The aim of the study “YouTube channels, uploads and views: A statistical analysis of the past 10 years” (@Baertl2018) was to give an overview on how YouTube developed over the past 10 years in terms of consumption and production of videos. The study utilizes a random sample of channel and video data to answer the question. The data is retrieved with the YouTube API (did not specify which one) combined with a tool that generated random string searches to find a near-random sample of channels created between 01.01.2016 and 31.12.2016. Results are that channels, views and video uploads differ according to video genre. Furthermore, the analysis revealed that the majority of views are obtained by only a few channels. On average, older channels have a larger amount of viewers.
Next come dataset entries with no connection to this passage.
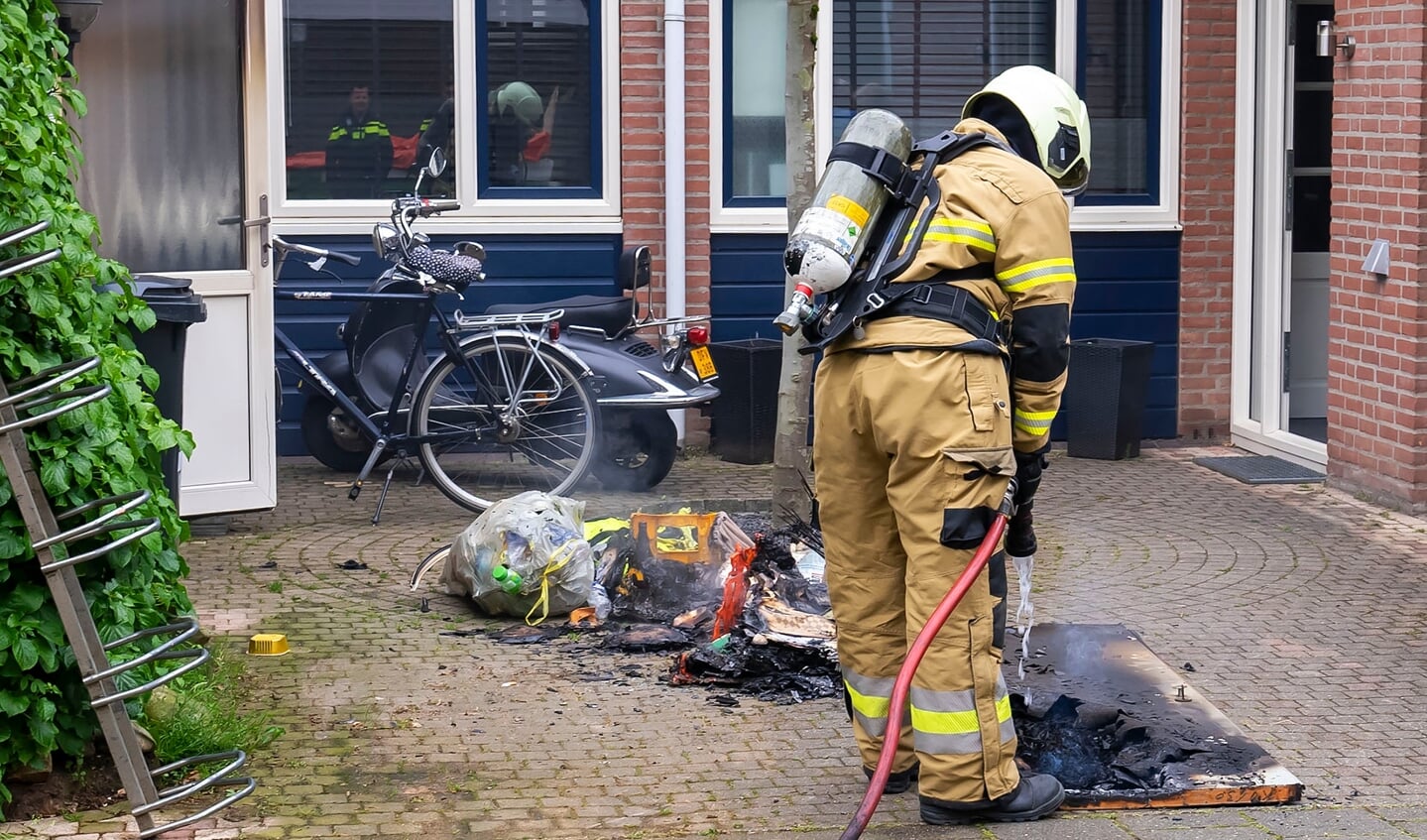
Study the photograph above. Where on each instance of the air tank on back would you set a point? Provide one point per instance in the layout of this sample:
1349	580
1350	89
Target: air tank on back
831	235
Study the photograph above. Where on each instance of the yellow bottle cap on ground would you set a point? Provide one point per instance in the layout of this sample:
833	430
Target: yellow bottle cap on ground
267	645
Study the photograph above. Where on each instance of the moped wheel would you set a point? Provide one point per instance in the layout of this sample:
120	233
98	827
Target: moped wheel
331	436
511	419
637	451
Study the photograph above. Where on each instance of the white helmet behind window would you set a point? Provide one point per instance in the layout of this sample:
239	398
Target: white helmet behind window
1056	117
519	98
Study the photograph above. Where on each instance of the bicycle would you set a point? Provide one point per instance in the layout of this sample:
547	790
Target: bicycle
501	410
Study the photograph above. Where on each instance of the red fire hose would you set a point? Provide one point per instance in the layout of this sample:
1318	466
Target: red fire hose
913	658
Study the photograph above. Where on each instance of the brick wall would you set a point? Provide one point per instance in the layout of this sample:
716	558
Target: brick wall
1206	210
1377	328
643	152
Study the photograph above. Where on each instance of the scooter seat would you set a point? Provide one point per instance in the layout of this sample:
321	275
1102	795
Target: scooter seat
608	314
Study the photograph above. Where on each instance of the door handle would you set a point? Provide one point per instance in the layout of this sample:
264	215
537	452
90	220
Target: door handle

In the study “From ranking algorithms to ‘ranking cultures’: Investigating the modulation of visibility in YouTube search results” (@Rieder2018), YouTube is conceptualized as an influential source of information that uses a socio-algorithmic process in order to place search recommendations in a hierarchy. This process of ranking is considered to be a construction of relevance and knowledge in a very large pool of information. Therefore, the search function serves as a curator of recommended content. The information that is being transmitted in this content can also impose certain perspectives on users which is why how the algorithm works is especially important when it comes to controversial issues. In order to better understand how the algorithms that determine search rankings on YouTube work, the authors use a scraping approach and the YouTube API v3 to study the ranking of certain sociocultural issues over time. Examples of the keywords that they use are ‘gamergate,’ ‘trump,’ ‘refugees’ and ‘syria.’ They find three general types of morphologies of rank change.